First Workflow Selection Rubric
A rubric for choosing the first AI workflow without chasing the loudest idea or most exciting demo.
Direct Answer
The best first workflow is frequent, valuable, easy to review, low enough risk to test safely, and close to a bottleneck the business already feels.
How to use this
- Step 1: Write down every candidate workflow in one sentence.
- Step 2: Remove ideas that are really broad goals, tools, or departments.
- Step 3: Score frequency, value, evidence, reviewability, risk, and time to value.
- Step 4: Choose a first workflow that is useful, boring, and reviewable.
- Step 5: Create a backlog for the exciting ideas that need better evidence or ownership.
Selection rubric
- Frequency: Does the workflow happen weekly or more often?

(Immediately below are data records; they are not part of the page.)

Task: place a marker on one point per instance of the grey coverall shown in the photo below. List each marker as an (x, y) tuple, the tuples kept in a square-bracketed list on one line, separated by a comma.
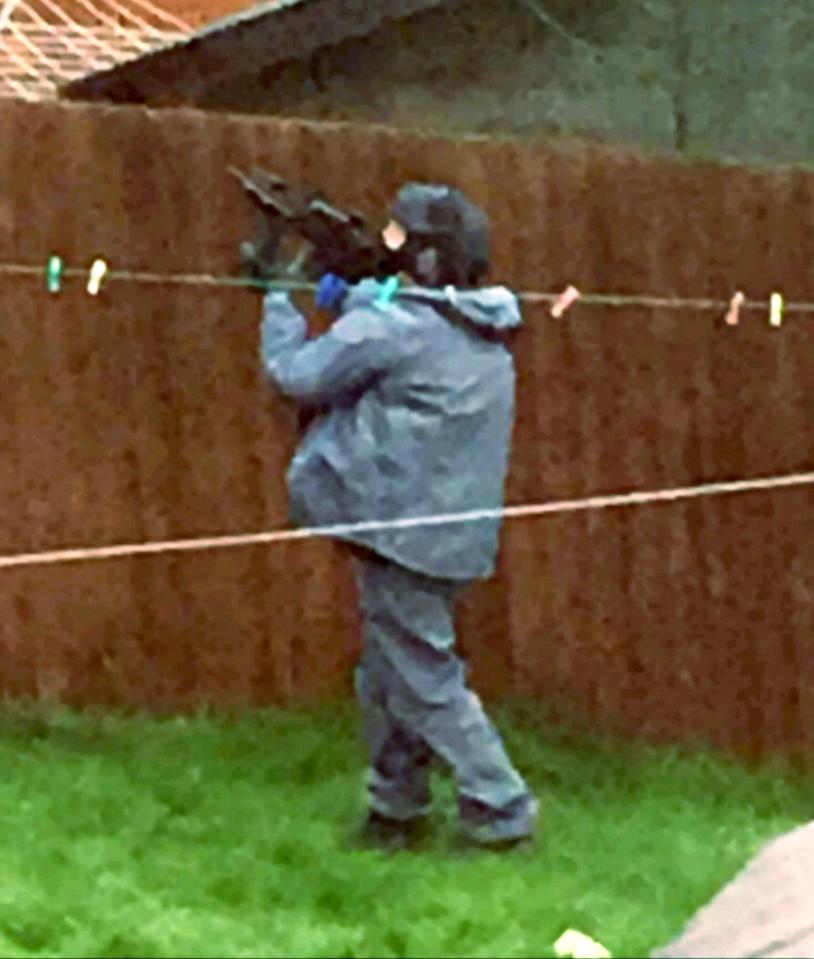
[(416, 415)]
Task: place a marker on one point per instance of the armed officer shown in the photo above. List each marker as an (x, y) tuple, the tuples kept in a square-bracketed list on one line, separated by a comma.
[(417, 409)]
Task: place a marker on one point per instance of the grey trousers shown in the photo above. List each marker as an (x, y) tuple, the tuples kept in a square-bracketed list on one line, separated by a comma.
[(416, 707)]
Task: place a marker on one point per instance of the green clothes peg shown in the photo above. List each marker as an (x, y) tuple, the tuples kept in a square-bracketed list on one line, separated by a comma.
[(389, 289), (53, 274)]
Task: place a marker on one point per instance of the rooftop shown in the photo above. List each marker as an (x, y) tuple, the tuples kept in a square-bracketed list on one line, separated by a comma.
[(47, 43)]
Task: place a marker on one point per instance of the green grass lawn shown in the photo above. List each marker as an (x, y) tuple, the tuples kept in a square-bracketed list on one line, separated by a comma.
[(125, 836)]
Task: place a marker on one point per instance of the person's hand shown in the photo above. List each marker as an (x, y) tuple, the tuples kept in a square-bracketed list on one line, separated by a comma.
[(331, 292)]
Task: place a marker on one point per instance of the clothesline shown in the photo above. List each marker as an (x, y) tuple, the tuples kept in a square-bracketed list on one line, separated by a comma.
[(775, 305), (510, 512)]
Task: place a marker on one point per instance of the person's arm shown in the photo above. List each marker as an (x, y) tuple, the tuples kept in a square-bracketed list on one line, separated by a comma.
[(359, 346)]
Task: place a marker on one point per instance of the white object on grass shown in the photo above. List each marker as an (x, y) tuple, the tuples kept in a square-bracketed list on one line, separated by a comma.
[(579, 946)]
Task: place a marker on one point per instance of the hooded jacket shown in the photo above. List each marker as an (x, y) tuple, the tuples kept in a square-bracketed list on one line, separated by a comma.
[(416, 404)]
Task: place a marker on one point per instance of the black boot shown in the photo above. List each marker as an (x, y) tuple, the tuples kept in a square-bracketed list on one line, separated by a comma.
[(393, 835)]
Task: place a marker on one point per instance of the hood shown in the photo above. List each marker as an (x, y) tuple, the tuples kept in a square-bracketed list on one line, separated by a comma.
[(491, 309)]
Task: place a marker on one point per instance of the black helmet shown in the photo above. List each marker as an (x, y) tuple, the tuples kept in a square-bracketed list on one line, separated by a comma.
[(443, 218)]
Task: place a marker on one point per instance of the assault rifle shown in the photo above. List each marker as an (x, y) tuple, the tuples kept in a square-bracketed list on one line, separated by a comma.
[(330, 240)]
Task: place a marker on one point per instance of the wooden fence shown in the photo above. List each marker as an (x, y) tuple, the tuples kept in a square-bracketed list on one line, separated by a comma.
[(139, 415)]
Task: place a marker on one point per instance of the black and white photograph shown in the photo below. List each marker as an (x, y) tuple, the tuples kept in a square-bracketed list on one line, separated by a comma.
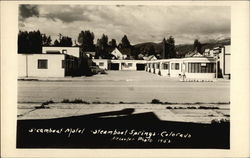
[(123, 76), (124, 79)]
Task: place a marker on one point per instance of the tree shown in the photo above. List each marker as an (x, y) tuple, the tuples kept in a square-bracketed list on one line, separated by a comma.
[(112, 43), (86, 40), (56, 43), (46, 40), (30, 42), (102, 46), (169, 48), (66, 41), (125, 42), (197, 45), (151, 50)]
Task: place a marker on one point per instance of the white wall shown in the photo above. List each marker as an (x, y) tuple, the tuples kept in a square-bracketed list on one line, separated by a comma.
[(200, 75), (175, 73), (74, 51), (54, 68), (126, 62), (22, 65)]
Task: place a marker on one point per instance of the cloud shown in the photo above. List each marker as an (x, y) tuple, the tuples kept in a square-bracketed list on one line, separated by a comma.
[(139, 23), (27, 11), (68, 14)]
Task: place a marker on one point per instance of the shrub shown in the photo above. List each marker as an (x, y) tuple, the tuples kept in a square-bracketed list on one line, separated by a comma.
[(220, 121), (96, 102), (208, 107), (156, 101), (65, 101)]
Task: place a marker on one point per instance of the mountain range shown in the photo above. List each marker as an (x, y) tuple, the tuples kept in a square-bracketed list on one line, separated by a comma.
[(181, 49)]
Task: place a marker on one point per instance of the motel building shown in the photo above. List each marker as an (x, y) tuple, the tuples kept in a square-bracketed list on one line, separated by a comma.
[(64, 61), (186, 68)]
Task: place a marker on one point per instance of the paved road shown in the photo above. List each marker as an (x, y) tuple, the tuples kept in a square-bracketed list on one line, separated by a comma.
[(126, 86)]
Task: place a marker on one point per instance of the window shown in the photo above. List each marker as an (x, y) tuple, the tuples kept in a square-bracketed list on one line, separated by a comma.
[(165, 66), (201, 67), (175, 66), (172, 66), (42, 64), (101, 64), (157, 65), (64, 51), (63, 64)]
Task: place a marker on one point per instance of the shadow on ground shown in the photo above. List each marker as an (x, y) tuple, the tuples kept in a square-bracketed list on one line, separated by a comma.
[(119, 129)]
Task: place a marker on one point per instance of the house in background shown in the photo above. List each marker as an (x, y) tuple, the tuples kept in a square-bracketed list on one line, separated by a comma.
[(47, 65), (102, 63), (224, 61), (53, 62), (117, 54), (73, 51)]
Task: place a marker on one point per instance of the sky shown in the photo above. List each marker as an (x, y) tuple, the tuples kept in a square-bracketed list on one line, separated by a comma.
[(140, 23)]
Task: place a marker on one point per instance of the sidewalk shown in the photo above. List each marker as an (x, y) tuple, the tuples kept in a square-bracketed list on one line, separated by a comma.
[(180, 113)]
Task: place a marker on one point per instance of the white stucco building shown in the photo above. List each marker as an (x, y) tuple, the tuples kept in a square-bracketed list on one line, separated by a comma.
[(41, 65)]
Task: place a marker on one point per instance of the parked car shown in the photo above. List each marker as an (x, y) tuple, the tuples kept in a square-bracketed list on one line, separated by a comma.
[(97, 70)]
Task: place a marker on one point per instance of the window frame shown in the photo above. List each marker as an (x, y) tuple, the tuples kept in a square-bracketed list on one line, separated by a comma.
[(40, 64)]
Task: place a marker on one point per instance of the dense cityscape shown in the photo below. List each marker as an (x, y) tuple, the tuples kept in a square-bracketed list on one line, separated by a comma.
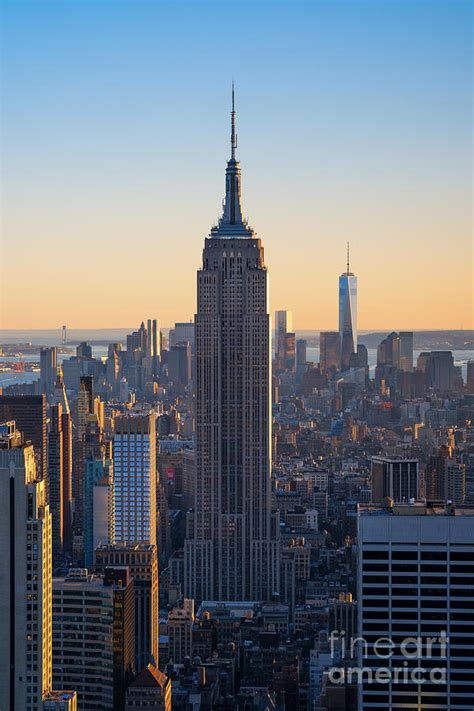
[(203, 518)]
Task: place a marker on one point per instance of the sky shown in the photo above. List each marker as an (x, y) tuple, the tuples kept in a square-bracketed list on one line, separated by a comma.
[(354, 123)]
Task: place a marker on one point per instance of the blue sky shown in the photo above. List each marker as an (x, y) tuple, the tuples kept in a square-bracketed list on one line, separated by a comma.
[(354, 122)]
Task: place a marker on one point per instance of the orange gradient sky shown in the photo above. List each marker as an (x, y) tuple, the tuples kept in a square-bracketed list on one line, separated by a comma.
[(353, 124)]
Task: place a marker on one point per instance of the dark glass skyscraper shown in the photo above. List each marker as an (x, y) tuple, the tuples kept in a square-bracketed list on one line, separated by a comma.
[(231, 546)]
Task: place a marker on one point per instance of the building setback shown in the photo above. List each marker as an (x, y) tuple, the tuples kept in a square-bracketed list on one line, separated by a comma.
[(231, 548)]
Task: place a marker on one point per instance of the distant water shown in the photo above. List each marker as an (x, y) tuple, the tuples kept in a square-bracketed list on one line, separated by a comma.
[(461, 358), (11, 378)]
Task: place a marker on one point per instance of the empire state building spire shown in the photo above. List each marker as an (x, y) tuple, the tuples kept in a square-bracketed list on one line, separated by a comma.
[(232, 223)]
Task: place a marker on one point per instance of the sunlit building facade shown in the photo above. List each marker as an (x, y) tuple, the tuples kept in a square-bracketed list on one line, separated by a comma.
[(231, 545)]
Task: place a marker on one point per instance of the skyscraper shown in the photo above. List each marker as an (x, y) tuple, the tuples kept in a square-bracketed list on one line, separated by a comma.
[(134, 454), (60, 478), (142, 561), (48, 370), (29, 413), (329, 350), (406, 351), (415, 601), (83, 638), (25, 577), (231, 550), (284, 341), (347, 314), (396, 478)]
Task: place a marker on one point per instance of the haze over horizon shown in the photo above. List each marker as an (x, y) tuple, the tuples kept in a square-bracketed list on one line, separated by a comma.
[(354, 122)]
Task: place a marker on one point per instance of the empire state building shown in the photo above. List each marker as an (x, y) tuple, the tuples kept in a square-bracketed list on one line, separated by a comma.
[(231, 547)]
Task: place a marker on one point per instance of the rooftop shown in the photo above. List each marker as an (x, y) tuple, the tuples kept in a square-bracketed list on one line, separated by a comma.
[(417, 508)]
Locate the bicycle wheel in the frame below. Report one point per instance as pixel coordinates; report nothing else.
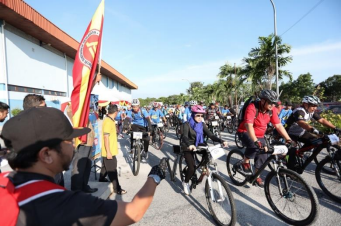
(177, 131)
(223, 209)
(298, 204)
(158, 140)
(166, 127)
(239, 143)
(233, 161)
(323, 154)
(136, 160)
(330, 183)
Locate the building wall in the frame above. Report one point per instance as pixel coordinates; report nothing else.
(36, 67)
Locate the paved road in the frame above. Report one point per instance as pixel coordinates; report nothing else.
(171, 207)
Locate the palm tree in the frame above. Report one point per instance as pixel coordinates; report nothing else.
(260, 68)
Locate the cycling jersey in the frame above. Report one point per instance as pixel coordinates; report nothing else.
(225, 111)
(187, 114)
(284, 115)
(297, 115)
(128, 113)
(138, 119)
(165, 111)
(211, 113)
(260, 123)
(118, 117)
(155, 115)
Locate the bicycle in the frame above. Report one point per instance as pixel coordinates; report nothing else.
(219, 197)
(158, 135)
(328, 171)
(287, 193)
(228, 124)
(137, 150)
(238, 141)
(213, 126)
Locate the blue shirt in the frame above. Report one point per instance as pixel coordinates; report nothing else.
(225, 111)
(138, 119)
(187, 114)
(128, 113)
(284, 115)
(155, 115)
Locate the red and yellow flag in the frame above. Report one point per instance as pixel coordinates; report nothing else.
(84, 69)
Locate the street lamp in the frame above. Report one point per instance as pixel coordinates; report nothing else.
(186, 80)
(277, 88)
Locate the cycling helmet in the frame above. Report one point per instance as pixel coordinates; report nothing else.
(135, 102)
(269, 95)
(193, 102)
(311, 100)
(155, 105)
(198, 109)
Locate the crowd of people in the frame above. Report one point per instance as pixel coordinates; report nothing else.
(40, 146)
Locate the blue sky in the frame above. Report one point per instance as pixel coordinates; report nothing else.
(158, 43)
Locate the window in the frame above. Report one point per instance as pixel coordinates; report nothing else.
(110, 83)
(54, 93)
(24, 89)
(105, 80)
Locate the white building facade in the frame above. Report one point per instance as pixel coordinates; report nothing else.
(42, 64)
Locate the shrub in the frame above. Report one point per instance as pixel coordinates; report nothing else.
(335, 119)
(16, 111)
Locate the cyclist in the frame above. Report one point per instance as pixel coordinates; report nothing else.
(140, 123)
(298, 126)
(212, 111)
(155, 115)
(285, 113)
(225, 112)
(187, 114)
(252, 129)
(165, 110)
(193, 134)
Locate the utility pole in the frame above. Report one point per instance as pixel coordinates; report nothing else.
(277, 88)
(235, 90)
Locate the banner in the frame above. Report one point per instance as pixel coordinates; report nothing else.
(84, 70)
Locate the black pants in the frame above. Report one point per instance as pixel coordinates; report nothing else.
(81, 168)
(189, 157)
(251, 150)
(109, 167)
(145, 138)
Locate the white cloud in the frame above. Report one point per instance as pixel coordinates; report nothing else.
(320, 60)
(316, 48)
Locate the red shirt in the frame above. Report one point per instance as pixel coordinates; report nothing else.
(259, 123)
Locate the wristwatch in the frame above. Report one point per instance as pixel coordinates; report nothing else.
(156, 178)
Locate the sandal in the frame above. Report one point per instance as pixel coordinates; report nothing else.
(121, 192)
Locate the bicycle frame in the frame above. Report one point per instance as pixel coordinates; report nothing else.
(317, 149)
(251, 179)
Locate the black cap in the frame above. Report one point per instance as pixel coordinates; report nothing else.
(37, 127)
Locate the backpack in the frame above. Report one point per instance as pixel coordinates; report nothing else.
(14, 197)
(253, 100)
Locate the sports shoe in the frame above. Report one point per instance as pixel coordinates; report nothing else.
(186, 188)
(259, 183)
(245, 168)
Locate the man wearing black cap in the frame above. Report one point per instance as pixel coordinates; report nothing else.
(40, 143)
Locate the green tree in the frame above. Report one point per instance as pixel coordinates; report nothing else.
(261, 64)
(332, 88)
(297, 89)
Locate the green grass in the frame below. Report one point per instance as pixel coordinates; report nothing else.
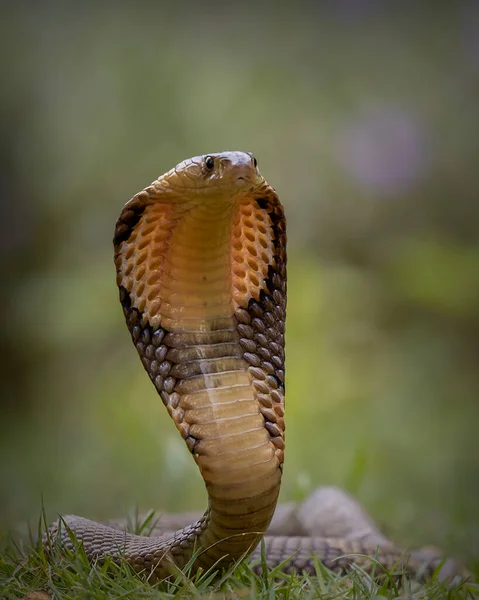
(64, 575)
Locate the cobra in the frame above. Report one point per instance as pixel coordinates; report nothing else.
(200, 256)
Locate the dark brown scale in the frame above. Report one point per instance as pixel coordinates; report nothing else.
(252, 359)
(248, 345)
(164, 368)
(268, 367)
(273, 382)
(157, 337)
(169, 384)
(153, 368)
(265, 400)
(273, 429)
(160, 353)
(257, 373)
(269, 414)
(277, 361)
(275, 347)
(258, 325)
(129, 218)
(260, 339)
(269, 319)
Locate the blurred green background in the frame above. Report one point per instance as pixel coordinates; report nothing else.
(364, 115)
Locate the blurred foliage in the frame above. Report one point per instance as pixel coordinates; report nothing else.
(364, 115)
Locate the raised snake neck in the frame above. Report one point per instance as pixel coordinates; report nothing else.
(200, 256)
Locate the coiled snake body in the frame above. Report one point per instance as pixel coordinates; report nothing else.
(201, 267)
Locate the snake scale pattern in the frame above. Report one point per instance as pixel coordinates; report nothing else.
(200, 256)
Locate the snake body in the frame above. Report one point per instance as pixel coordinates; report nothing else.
(200, 256)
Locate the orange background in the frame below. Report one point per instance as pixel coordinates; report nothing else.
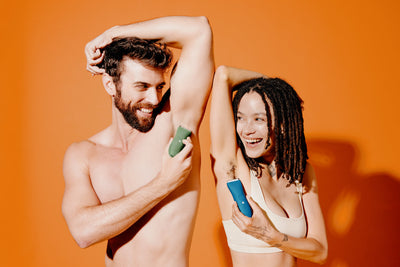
(341, 56)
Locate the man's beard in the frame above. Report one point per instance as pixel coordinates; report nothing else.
(130, 114)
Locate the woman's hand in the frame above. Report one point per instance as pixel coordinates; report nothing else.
(258, 226)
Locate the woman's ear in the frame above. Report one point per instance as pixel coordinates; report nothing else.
(108, 84)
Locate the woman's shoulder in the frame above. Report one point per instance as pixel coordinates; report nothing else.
(310, 179)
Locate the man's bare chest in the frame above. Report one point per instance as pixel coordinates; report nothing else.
(115, 173)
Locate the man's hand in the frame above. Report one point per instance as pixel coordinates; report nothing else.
(93, 52)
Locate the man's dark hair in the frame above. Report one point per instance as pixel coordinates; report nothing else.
(290, 144)
(148, 52)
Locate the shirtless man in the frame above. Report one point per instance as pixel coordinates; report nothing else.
(121, 185)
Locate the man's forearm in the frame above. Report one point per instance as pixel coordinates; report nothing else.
(176, 31)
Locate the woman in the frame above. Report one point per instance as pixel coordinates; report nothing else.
(258, 137)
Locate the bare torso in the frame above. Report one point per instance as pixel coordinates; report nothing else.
(162, 236)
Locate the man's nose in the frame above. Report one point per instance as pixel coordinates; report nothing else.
(153, 96)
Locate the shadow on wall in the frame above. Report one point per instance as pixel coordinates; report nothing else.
(361, 211)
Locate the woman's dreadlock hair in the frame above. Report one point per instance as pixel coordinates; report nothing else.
(290, 144)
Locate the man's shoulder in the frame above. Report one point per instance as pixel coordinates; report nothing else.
(79, 149)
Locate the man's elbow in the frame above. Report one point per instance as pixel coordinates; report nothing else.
(204, 28)
(82, 238)
(322, 257)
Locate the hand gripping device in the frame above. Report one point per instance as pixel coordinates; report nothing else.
(176, 145)
(236, 188)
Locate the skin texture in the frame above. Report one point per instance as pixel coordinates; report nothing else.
(120, 184)
(280, 197)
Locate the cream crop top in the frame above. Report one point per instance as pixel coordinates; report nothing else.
(242, 242)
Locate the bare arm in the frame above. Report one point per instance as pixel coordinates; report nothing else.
(191, 82)
(91, 221)
(222, 124)
(314, 247)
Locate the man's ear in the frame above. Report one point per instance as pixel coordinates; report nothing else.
(108, 84)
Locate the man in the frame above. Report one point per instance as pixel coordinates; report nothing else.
(121, 184)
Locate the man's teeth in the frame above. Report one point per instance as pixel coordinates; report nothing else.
(146, 110)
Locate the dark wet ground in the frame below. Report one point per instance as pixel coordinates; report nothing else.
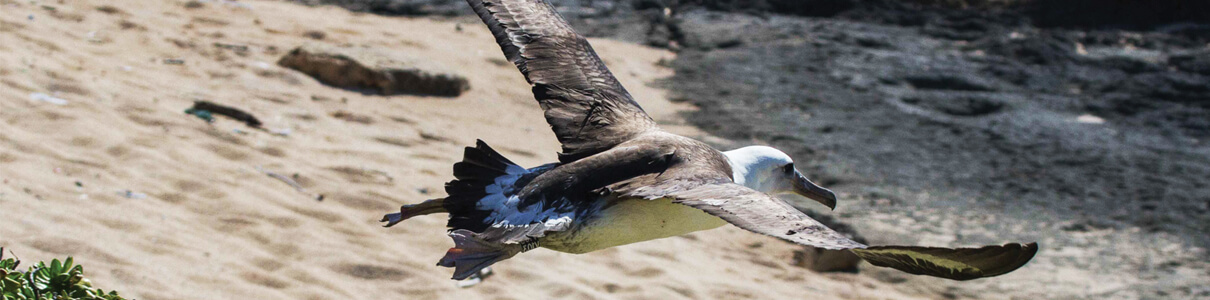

- Value: Would improvement reduce delay, missed revenue, rework, customer friction, or owner time?
- Reviewability: Can a human owner judge the output quickly?
- Evidence: Does the source material already exist?
- Risk: Can the first version stay away from final decisions, legal exposure, and customer commitments?
- Time to value: Can the first useful version be tested in 30 days?
Worksheet prompts
- Good first workflow: Frequent, evidence-rich, reviewable, close to a bottleneck, and valuable enough to measure.
- Weak first workflow: Rare, political, data-poor, high-risk, or dependent on a large system migration.
- Best early AI role: Prepare work for a human owner: summarize, classify, compare, check, draft, route, or flag.
- Worst early AI role: Final decision-maker for pricing, legal language, customer promises, account ownership, or sensitive data actions.
- Selection meeting output: One selected workflow, one owner, one baseline metric, and one reason the next two workflows are not first.
- Decision rule: If two workflows tie, choose the one with cleaner evidence and lower customer impact.
What most teams choose instead
Teams often choose the most visible AI demo. That usually creates excitement, not operating value. A first workflow should be boring enough to run and important enough to matter.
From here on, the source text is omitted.